Despite the fact that INPP4B is known for suppression of tumorigenesis by inhibiting PI3K-Akt-mTOR signaling, our study revealed a new role of INPP4B in regulating DNA repair process. Thus, we propose a dual role model for the cellular functions of INPP4B as depicted in Fig. 7. Under normal condition, INPP4B works in coordination with PTEN to suppress PI3K-Akt-mTOR signaling. Upon genotoxic stress, INPP4B may interact with Rad50 and lead to stabilization of Rad50 to facilitate sensing and repair of DNA double-strand breaks.

Fig. 7: A dual role model for the cellular functions of INPP4B.
figure 7

INPP4B exerts its antitumor activity through suppression of Akt-mTOR signaling, as well as promotion of Rad50 mediated DNA double strand break repair. A green line with an arrow indicates activation and a red line with a slash depicts inhibition. For more details see the related text in the discussion section.

Rad50, originally identified in yeast genetic screen with increased the sensitivity to ultraviolet light23, is a key component in homologous recombination pathways. Through interaction with Mre11 and Nbs1, Rad50 forms the MRN complex to tether linear DNA double-strand breaks30. Moreover, Rad50 involves in the earliest events in DNA damage response by sensing double-strand breaks and activating ATM, ATR and downstream signaling cascades23,24. Reduced stability of Rad50 could lead to impaired DNA double-strand break resection in both Schizosaccharomyces pombe and Saccharomyces cerevisiae24. How INPP4B impacts tethering and resection of DNA double-strand breaks via promotion of Rad50 stability remains unclear.

Numerous previous findings indicate RAD50 upregulation is associated with poor clinical outcomes of radiotherapy for treatment of lung, colorectal and breast cancers31,32,33. Targeting DNA repair proteins such as Rad50 in cancer cells would offer great advantages over conventional radiotherapy or chemotherapy34. Our finding that destabilization of Rad50 induced by loss of INPP4B may reveal the Achilles’ heel of certain cancers.
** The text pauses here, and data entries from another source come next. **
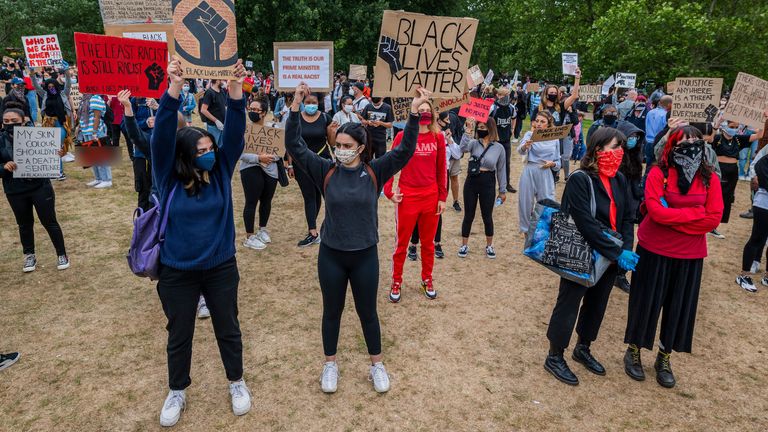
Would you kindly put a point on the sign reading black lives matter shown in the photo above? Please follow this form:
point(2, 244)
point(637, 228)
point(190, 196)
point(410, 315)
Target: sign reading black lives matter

In fact, our finding that INPP4B knockout A549 cells are sensitive to DNA repair inhibitor olaparib further supports the scenario of defected DNA repair could be exploited for cancer therapy. Therefore, our findings would offer targeting INPP4B deficiency or defects as a promising therapeutic strategy for personalized cancer treatment in the clinic.

In conclusion, our study has revealed an unanticipated role of tumor suppressor INPP4B in maintenance of genome integrity by facilitating Rad50 mediated DNA double-strand break repair, provided a new therapeutic strategy for INPP4B-based therapy for cancer treatment.